9) Public Enemy: “Can’t Truss It” (live on Yo! MTV Raps). Nicole and I were fortunate enough to see the great rap orator Chuck D speak at Columbia’s Missouri Theater Tuesday night, for FREE (not nearly enough folks there, though). He is a hero of both of ours–I’ve even read his books–and we came with high expectations.
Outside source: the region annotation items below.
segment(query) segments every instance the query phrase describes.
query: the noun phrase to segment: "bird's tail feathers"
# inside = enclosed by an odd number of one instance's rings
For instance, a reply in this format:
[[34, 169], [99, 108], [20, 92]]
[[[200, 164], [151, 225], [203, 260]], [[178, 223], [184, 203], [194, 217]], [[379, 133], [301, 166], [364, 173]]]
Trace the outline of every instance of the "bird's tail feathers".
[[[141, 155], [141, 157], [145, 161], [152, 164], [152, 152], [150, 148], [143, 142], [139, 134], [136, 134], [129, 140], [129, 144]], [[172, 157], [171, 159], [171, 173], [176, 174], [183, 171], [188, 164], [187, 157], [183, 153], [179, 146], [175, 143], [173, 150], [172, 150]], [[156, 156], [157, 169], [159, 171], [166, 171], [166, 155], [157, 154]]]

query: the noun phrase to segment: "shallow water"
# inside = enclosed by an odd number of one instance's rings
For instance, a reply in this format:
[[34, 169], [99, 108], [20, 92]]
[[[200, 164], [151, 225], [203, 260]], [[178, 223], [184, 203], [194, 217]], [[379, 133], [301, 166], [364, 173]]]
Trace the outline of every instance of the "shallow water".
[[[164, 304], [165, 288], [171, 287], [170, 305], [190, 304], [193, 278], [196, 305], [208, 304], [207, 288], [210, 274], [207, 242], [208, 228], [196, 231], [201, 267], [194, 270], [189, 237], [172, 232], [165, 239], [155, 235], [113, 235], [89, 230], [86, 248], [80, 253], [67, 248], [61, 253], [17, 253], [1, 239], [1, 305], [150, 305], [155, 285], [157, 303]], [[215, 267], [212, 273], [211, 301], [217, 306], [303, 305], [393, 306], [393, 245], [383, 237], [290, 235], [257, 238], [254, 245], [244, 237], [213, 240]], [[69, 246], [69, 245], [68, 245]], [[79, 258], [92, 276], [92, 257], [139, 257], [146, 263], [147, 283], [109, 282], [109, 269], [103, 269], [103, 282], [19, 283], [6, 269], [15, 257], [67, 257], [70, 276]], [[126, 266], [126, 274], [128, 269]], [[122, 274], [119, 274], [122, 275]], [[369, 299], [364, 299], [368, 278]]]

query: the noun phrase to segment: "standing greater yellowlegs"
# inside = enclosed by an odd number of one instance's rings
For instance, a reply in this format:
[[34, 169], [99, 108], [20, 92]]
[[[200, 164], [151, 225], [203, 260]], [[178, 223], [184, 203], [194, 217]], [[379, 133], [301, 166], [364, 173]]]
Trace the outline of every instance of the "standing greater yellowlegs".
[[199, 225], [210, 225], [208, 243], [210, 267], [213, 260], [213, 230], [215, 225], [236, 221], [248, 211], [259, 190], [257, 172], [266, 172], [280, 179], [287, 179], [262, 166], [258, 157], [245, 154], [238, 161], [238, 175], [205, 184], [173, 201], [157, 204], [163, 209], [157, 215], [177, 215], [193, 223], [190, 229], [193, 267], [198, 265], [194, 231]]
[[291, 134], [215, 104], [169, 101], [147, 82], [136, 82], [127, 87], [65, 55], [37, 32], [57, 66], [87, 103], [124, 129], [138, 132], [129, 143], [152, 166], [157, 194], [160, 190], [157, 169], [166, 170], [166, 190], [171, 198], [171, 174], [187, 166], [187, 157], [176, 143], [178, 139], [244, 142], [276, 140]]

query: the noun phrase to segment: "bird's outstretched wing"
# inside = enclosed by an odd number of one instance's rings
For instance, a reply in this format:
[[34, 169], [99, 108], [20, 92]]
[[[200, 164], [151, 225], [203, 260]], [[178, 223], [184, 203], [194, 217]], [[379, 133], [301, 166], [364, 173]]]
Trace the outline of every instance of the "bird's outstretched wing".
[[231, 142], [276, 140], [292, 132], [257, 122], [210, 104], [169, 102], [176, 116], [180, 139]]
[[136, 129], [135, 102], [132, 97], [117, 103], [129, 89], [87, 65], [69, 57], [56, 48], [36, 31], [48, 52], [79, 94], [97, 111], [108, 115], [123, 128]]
He delivered grandly, though he talked mostly about critical thinking in the age of extreme technology and devolution of United States popular culture (remember when that two-word phrase was a joy? a reason to live?). I prepped for his appearance by watching this great raw video of one of PE’s greatest songs, one I used to teach in American lit, though I didn’t show it to kids this week (I was thinking about using it to promote the appearance) because I didn’t want to be met with slot mouths.

10) Tommy Boy All-Stars: “Malcolm X: No Sell Out” (Tommy Boy 12″). This, too, was part of my prep for seeing Chuck D, a man who, really, hasn’t sold out, either. I’ve read both the Haley/X “autobiography” and Manning Marable’s corrective bio, and I absolutely love the threading of perfectly chosen soundbites from Malcolm’s speeches (“I was in a house tonight that was bombed…my own. It’s not something the makes me lose confidence in what I’m doing.”) through an ace Keith LeBlanc track. In a perfect world, it woulda been a hit. Still inspiring: “I’m not the kind of person who would come here and say what you like.”